Jeremy Desel, a TDCJ spokesman, stressed that the high positivity rate stemmed from the frequency and large scale effort when it came to testing those incarcerated in Duncan Unit. When asked about the mortality rate in particular, Desel said:
“If you look at our offender deaths — and actually, to be completely honest, our staff and offender deaths — if you look at them, across the board, there are very, very few that are not higher-risk folks, in that they have pre-existing conditions and/or are older. So you’re going to see, I think, a higher number of those instances in the older population units like Duncan.”
This past year was not the first time that the vulnerability of older, incarcerated individuals has come to light. A 2018 TDCJ employee publication reported that individuals 55 and older access in-prison health care five times more frequently than the rest of the incarcerated population. The article quoted Dr. Lannette Linthicum, director of TDCJ’s Health Services Division: “If they’re 55, they usually have the physiology of a 65-year-old, due to things such as lack of preventive health care, and behaviors such as alcohol and IV drug abuse.”
However, as people age, they also become far less likely to offend. Developed nearly four decades ago by Travis Hirschi and Michael Gottfredson, the “age-crime curve” has been a guidepost for assessing the likelihood of a returning citizen reoffending. Hirschi and Gottfreson found that, regardless of the person’ sex, criminality spikes between the ages of 12 and 25 after which there is a steep decline until reaching near-zero numbers by the age of 55. According to this model, the overwhelming majority of those incarcerated in the Duncan Unit would pose little to no risk to society upon release.
In fact, more than two-thirds of the Duncan Unit was parole eligible as of July 2020 and most of them (208 of 270) had been parole eligible for more than a year. Of the 21 men who died after contracting COVID while serving time in the Duncan Unit, 13 had served at least half their sentence, 17 were eligible for parole, and all were over the age of 60. Among these men were Jose Faide Morones, 70, who had completed his sentence but was denied parole in May of this year; and Jimmy Ray Price, 82, who’d served 24 years on a 25-year sentence and had been eligible for parole for 11 years, but was denied parole last spring.

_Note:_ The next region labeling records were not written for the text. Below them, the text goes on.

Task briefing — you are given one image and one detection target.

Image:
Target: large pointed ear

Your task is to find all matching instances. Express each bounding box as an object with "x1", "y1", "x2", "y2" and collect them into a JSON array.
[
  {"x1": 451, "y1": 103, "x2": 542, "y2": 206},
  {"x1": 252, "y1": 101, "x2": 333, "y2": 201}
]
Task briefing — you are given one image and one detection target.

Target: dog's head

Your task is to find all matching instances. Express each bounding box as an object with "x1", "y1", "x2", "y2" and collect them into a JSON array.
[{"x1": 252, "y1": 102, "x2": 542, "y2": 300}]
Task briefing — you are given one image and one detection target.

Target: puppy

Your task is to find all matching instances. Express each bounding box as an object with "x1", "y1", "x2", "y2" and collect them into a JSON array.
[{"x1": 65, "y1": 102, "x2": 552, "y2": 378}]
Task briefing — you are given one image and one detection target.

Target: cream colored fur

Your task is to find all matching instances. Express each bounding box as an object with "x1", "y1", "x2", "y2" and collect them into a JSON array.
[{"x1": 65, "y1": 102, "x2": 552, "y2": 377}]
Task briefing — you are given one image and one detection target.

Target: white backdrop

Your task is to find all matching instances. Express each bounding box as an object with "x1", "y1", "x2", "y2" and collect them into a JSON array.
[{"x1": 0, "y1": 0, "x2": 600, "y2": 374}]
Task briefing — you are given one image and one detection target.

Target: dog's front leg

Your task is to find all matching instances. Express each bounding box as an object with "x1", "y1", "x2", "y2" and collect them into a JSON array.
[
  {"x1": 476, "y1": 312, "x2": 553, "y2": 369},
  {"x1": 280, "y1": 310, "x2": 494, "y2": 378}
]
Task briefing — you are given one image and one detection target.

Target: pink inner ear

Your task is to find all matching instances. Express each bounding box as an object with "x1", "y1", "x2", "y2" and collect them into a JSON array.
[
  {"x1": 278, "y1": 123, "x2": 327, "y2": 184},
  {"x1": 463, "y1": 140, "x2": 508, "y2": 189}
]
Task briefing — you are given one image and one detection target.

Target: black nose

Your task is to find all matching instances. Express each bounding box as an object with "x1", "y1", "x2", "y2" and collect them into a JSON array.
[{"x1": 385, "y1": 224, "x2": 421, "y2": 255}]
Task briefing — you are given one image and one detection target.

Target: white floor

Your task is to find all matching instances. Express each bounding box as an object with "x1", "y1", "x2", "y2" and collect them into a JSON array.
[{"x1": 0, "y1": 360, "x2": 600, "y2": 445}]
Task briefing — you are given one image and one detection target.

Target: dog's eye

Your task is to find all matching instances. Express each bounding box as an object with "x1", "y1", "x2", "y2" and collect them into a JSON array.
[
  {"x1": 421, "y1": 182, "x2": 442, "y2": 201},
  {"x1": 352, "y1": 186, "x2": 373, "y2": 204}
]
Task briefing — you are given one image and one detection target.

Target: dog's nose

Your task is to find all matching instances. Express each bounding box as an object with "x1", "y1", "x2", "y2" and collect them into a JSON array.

So why were parole-eligible individuals not being released? According to Desel, additional measures, such as weeks-long precautionary lockdowns, were used to stop the spread of the virus and these lockdowns meant that everything came to a grinding halt. Movement was restricted and individuals were kept away from courses that are required for release on parole. Although TDCJ did resume the classes in late June, it has been a slow process. “[I]t’s going to be a long ordeal,” a woman who volunteers with the Texas Inmate Families Association told TJI. “A lot of these gentlemen are elderly and may not have any family left.”
Facilities in other states like New York and Illinois began releasing some of their incarcerated population in March after experiencing widespread outbreaks. In both states, the age-crime curve informed their decisions regarding whom to release. While New York prioritized releasing offenders over the age of 50 and Illinois prioritized those over 60, both states heavily weighed the presence of pre-existing conditions when reviewing cases for early-release. In both states, most releases have been the equivalent of 3rd-degree felonies or lower (see: Illinois’s IDOC spreadsheet for the full list of COVID-related releases). Researchers and reporters are no doubt watching to see if there are any spikes in crime associated with the release of offenders in either state – thus far, no publications suggest so.